Your partner’s culture is a part of your partner. So if you want to get to know your partner you have to get to know your partner’s culture. A huge advantage of cross cultural relationships is that your partner is an expert on its own culture. Your partner can tell you about the delicious food and beautiful countryside. But also about the ways of celebrating national holidays, birthday parties, and much more. The more you get to know about your partner’s culture the easier it becomes to understand your partner. By showing your partner that you are curious, your partner will automatically also show more interest in your culture. And remember, you don’t have to like everything your partner’s culture has to offer.
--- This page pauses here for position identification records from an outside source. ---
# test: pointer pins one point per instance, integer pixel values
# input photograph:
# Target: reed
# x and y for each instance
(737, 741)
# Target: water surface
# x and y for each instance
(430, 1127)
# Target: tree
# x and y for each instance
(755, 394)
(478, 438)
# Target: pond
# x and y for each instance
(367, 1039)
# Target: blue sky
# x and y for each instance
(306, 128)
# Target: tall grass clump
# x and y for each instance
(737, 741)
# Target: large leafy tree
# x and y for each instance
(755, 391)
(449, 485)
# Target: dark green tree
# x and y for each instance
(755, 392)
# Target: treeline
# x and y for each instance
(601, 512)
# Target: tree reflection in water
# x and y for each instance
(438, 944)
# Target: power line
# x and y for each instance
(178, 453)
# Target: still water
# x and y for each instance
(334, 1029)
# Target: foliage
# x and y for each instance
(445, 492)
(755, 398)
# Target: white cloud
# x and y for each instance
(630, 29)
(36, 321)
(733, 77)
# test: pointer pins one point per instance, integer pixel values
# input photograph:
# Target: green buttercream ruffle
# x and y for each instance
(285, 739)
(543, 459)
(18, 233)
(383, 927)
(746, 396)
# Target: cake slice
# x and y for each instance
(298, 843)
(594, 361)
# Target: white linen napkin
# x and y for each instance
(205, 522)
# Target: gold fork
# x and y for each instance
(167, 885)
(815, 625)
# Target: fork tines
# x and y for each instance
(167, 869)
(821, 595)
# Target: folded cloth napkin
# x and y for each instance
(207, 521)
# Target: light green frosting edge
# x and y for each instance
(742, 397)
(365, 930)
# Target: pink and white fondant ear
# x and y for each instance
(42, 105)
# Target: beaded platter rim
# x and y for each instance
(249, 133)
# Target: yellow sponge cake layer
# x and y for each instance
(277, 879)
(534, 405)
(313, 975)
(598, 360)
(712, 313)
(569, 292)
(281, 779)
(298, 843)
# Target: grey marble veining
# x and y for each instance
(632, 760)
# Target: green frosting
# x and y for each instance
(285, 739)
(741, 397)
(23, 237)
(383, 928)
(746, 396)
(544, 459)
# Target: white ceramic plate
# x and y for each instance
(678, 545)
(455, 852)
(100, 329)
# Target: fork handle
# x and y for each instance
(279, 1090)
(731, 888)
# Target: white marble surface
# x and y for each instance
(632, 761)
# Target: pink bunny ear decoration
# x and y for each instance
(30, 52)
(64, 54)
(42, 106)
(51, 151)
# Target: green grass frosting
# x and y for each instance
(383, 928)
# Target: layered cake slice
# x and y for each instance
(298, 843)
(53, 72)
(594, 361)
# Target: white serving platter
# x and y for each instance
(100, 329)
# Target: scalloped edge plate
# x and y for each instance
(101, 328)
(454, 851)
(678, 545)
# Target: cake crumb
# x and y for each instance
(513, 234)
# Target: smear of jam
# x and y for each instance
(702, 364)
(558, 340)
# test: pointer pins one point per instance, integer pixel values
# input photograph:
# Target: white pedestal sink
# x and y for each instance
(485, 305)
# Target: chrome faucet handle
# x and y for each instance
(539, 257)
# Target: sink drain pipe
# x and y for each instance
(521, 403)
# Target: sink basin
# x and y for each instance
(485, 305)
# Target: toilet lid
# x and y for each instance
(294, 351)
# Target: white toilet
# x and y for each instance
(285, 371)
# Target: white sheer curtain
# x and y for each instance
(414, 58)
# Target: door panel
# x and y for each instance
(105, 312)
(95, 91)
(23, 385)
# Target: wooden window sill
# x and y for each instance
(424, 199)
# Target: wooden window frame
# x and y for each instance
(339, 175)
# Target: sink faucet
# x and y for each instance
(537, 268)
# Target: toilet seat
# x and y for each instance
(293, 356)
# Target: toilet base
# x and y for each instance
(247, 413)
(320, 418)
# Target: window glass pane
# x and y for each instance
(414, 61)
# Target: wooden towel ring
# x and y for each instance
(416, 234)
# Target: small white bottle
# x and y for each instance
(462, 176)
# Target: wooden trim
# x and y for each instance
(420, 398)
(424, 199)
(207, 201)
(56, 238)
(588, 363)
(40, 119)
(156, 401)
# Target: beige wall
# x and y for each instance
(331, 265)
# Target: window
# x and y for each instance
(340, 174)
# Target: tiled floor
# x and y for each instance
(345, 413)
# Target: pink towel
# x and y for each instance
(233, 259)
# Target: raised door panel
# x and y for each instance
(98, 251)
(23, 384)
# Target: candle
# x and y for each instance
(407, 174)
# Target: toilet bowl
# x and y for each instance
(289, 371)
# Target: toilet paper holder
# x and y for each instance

Different cultures have different ways of communicating
Each family has its own way of communicating. For instance, some families prefer to sugar-coat criticism, or don’t talk about negative things. Other families, however, like an honest and open approach. In cross cultural relationships this can be a big problem. This problem develops over time, usually after a few months. In stead of picking fights about these cultural differences, try to talk about these difference. Try to find out which communication style your partner prefers and see if you can come to an agreement together. During fights or arguments it can be difficult to remember which style your partner prefers. Therefore, it’s important that you can tell each other when you feel offended or not taken seriously.
Don’t be offended by criticism.
In relationships, especially cross cultural relationships, it’s normal to criticize one another from time to time. It may get very personal if your partner criticizes your culture, or the way you’ve been raised. In cross cultural relationships criticism on the partner’s culture is often an attempt to defend and protect their own culture. By responding angrily your partner will probably become more defensive, and the discussion will lead nowhere. In stead of being offended and angry, try to laugh about your partner’s criticism. It’s probably a way to defend its own culture. By asking why your partner thinks the way he does you create an opening to talk about differences in opinion. This way you get to know each other better.
Keep what matters most to you.
Living with your partner doesn’t mean you have to adopt every single habit, belief, or ritual. Often, in cross cultural relationships habits, rituals, and beliefs are so diverse that it’s impossible for you or your partner to adopt every single one of them. Especially, when it means that you have to give up some of your own. By trying to adopt your partner’s culture completely you will walk on egg shells soon because you may not agree with every single thing. And when you walk on egg shells you are not completely yourself. Sooner or later you will return to your own cultural habits. The best thing to do is to pick those rituals, habits, and beliefs that make you happy and respect the ones you do not like so much.
Every person has it’s own rhythm in a relationship. For some people it is easier to adjust to changes and new cultural elements in a relationship, whereas for other this may take a little longer. Be patient with your partner. Give your partner time and opportunity to adjust to changes. And accept it if your partner can’t get used to certain habits. Don’t try to rush things because that causes your partner to feel pressurized. It may cause your partner to walk on egg shells and that’s not what you want. If you think your partner is worth it, then patience should not be a problem at all.
Plan for the future.
Making plans for the future can be tricky. For some people it’s normal to talk about children after one month, whereas for others it’s never a good time. Some people want to live in their native country, whereas others want the life of an expat. In some cultures it’s normal to take care of the parents once they are old, whereas in other cultures this is uncommon. Culture can affect future plans a lot. In cross cultural relationships it’s important to talk about your plans for the future so you won’t be surprised in the end. Talk about the way your partner wants to marry, and how many children your partner wants. Talk about where your partner wants to live and so on. It might not seem important in the beginning, but after a while it may be these differences in opinion that can drive the two of you apart.